O olhar do observador, que
atravessa, sem jamais encontrar o que o detenha, as incomensuráveis distâncias
do espaço, e o do geólogo, que remonta além dos limites das idades, ou que
desce às profundezas da eternidade de faces escancaradas, onde ambos um dia se
perderão, atuam em concordância, cada um na sua direção, para adquirir esta
dupla noção do infinito: extensão e duração.
Dentro desta ordem de
ideias, fácil nos será conceber que, sendo o tempo apenas a relação das coisas
transitórias e dependendo unicamente das coisas que se medem, se tomássemos os
séculos terrestres por unidade e os empilhássemos aos milheiros, para formar um
número colossal, esse número nunca representaria mais que um ponto na
eternidade, do mesmo modo que milhares de léguas adicionadas a milhares de
léguas não dão mais que um ponto na extensão.

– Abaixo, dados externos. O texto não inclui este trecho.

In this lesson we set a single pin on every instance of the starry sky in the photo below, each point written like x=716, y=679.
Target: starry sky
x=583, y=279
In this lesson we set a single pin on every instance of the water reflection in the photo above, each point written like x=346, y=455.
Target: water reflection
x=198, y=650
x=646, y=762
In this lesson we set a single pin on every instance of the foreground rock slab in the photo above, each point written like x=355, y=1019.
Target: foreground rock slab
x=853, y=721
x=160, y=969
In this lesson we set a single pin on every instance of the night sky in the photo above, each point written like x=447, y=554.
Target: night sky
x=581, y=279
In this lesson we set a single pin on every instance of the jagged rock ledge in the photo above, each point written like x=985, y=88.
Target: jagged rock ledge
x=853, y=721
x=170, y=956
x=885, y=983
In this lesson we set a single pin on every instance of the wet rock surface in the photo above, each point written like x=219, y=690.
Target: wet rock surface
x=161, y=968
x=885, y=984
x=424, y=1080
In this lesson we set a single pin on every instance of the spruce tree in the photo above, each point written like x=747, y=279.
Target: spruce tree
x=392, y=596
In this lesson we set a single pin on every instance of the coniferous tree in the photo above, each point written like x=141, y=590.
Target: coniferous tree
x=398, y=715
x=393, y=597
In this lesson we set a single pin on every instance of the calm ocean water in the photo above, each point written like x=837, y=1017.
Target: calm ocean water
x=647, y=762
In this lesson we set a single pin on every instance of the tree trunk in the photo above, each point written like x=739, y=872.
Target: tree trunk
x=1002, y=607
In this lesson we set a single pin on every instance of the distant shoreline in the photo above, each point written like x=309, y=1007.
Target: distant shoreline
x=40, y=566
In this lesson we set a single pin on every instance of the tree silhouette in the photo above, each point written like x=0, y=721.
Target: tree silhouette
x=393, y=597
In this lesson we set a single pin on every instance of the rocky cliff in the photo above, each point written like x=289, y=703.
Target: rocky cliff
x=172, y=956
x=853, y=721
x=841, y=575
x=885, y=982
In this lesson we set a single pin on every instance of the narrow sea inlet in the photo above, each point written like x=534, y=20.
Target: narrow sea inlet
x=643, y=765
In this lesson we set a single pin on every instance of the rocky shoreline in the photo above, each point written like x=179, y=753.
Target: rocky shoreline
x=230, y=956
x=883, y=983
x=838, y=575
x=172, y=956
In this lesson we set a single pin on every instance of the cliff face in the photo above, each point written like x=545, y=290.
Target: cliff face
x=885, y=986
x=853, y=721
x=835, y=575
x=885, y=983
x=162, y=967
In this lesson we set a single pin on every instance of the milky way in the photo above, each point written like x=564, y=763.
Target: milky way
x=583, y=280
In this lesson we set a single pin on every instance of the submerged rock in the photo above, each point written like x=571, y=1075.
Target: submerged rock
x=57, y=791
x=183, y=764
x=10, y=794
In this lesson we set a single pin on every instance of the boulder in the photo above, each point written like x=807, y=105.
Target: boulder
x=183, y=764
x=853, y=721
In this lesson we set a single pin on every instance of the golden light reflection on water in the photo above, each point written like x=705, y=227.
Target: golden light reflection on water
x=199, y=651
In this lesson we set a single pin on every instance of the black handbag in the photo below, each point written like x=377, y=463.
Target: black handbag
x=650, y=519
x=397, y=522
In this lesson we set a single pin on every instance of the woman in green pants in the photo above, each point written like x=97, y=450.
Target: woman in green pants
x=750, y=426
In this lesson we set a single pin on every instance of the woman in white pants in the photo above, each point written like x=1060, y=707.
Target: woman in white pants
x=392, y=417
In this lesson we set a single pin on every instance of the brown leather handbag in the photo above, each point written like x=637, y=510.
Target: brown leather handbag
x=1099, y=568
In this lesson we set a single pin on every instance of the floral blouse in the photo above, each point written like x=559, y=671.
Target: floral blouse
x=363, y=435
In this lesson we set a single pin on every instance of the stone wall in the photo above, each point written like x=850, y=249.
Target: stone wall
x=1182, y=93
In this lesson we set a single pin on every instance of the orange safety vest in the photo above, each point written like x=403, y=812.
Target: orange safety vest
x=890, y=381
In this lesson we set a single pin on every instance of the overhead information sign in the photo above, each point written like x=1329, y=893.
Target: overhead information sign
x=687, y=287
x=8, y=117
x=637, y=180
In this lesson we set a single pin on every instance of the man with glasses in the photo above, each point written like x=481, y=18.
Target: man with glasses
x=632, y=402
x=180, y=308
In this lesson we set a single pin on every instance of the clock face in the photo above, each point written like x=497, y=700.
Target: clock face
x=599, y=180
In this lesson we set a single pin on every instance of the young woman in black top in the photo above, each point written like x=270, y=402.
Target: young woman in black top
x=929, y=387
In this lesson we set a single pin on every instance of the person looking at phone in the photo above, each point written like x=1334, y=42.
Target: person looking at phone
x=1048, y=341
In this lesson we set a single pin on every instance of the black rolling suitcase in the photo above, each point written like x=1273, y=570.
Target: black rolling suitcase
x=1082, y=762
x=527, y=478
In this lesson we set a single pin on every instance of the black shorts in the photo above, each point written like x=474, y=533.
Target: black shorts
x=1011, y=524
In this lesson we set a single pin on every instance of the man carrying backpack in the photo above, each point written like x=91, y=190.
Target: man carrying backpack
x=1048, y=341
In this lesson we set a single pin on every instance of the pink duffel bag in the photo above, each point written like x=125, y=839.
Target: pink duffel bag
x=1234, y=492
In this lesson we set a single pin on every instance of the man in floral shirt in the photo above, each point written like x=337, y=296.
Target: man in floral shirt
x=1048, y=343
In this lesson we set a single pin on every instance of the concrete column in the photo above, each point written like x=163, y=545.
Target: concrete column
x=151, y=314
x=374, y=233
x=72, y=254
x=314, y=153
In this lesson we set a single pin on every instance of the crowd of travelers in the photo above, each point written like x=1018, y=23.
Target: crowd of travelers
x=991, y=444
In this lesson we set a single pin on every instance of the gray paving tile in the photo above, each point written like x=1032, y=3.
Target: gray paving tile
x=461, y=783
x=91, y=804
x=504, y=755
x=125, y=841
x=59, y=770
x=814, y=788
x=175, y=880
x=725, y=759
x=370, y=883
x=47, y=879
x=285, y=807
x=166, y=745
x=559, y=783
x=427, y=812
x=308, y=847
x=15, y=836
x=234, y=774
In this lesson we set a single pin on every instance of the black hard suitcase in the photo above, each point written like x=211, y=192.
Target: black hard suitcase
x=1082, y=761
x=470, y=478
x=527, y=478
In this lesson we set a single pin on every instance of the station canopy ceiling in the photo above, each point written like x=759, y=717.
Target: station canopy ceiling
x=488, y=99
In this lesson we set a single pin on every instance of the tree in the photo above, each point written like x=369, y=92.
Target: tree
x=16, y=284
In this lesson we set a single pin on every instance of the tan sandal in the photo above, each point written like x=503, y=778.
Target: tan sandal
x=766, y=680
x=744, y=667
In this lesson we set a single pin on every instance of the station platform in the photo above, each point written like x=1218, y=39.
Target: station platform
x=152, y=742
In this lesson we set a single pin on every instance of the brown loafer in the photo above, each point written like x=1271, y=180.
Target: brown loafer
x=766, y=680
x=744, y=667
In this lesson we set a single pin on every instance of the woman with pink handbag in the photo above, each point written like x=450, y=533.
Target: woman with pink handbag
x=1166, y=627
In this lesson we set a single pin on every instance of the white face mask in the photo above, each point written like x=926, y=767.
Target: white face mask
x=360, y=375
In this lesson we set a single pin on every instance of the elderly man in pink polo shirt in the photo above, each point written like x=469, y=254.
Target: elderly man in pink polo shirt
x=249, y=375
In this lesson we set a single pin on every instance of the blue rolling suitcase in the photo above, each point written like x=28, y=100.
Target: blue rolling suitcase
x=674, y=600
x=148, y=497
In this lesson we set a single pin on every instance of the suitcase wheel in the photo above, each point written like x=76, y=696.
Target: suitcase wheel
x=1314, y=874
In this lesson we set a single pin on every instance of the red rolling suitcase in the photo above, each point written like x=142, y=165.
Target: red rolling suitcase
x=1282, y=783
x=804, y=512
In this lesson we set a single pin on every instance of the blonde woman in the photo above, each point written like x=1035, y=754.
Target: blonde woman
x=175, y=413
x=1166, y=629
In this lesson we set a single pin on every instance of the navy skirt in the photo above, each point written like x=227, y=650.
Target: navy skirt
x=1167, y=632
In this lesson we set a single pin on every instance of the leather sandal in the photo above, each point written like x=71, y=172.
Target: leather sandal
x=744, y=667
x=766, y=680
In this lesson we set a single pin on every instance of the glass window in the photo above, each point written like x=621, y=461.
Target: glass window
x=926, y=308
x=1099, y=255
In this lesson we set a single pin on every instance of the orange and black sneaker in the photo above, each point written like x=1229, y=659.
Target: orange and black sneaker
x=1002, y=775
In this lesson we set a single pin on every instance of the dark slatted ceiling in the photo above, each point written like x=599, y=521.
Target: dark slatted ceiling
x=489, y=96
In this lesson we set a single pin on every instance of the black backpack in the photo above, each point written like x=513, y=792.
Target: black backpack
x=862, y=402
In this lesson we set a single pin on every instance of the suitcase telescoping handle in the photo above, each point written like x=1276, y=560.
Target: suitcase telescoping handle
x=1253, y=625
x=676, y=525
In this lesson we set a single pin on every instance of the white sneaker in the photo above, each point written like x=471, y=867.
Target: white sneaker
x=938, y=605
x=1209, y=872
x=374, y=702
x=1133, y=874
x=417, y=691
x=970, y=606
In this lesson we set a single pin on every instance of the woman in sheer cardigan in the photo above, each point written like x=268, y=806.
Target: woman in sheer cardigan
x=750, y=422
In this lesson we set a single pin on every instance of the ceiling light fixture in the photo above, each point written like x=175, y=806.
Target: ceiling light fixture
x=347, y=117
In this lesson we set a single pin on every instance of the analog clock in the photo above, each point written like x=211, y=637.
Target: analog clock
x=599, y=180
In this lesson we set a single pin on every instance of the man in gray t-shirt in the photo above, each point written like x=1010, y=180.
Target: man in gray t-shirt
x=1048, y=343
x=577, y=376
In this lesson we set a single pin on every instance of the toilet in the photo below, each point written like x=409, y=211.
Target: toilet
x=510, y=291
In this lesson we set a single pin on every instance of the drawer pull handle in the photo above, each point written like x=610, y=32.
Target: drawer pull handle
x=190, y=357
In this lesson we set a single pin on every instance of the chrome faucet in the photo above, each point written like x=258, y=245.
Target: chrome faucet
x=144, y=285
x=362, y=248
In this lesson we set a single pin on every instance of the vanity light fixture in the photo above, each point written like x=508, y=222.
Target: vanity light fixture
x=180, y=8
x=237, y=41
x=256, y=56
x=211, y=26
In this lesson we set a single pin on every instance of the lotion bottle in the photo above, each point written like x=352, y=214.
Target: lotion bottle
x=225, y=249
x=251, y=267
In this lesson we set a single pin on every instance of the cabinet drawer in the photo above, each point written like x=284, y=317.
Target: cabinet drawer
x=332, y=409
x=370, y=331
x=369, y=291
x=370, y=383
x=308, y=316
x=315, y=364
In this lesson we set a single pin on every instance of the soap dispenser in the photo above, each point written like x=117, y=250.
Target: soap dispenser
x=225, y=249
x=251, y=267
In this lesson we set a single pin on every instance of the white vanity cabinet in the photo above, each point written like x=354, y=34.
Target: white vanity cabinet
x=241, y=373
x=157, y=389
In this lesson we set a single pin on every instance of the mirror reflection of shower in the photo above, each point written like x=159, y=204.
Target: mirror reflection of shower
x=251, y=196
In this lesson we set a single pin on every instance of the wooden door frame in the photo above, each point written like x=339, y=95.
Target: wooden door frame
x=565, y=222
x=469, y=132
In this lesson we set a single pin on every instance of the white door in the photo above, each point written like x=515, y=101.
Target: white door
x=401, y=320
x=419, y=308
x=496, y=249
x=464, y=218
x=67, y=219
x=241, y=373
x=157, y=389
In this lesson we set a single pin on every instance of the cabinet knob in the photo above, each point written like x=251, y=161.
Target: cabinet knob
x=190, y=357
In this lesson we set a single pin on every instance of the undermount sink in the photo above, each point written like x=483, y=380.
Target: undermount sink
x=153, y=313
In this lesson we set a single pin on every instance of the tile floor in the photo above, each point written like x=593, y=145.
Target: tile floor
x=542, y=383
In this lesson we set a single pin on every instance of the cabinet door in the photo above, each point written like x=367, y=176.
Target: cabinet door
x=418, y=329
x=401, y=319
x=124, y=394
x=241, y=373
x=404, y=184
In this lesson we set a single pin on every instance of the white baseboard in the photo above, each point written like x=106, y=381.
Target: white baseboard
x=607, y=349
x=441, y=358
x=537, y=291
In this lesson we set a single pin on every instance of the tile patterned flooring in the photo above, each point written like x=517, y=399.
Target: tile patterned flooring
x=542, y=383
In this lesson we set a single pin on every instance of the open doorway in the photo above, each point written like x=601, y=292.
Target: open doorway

Assim, por exemplo, estando
os séculos fora da vida etérea da alma, poderíamos escrever um número tão longo
quanto o equador terrestre e supor-nos envelhecidos desse número de séculos,
sem que na realidade nossa alma conte um dia a mais. E juntando, a esse número
indefinível de séculos, uma série de números semelhantes, longa como daqui ao
Sol, ou ainda mais consideráveis, se imaginássemos viver durante uma sucessão
prodigiosa de períodos seculares representados pela adição de tais números,
quando chegássemos ao termo, o inconcebível amontoado de séculos que nos
passaria sobre a cabeça seria como se não existisse: diante de nós estaria
sempre toda a eternidade.
O tempo é apenas uma medida
relativa da sucessão das coisas transitórias; a eternidade não é suscetível de
medida alguma, do ponto de vista da duração; para ela, não há começo, nem fim:
tudo lhe é presente. Se séculos de séculos são menos que um segundo,
relativamente à eternidade, que vem a ser a duração da vida humana?!
Allan Kardec. A Gênese. Capítulo VI, itens 1 e 2.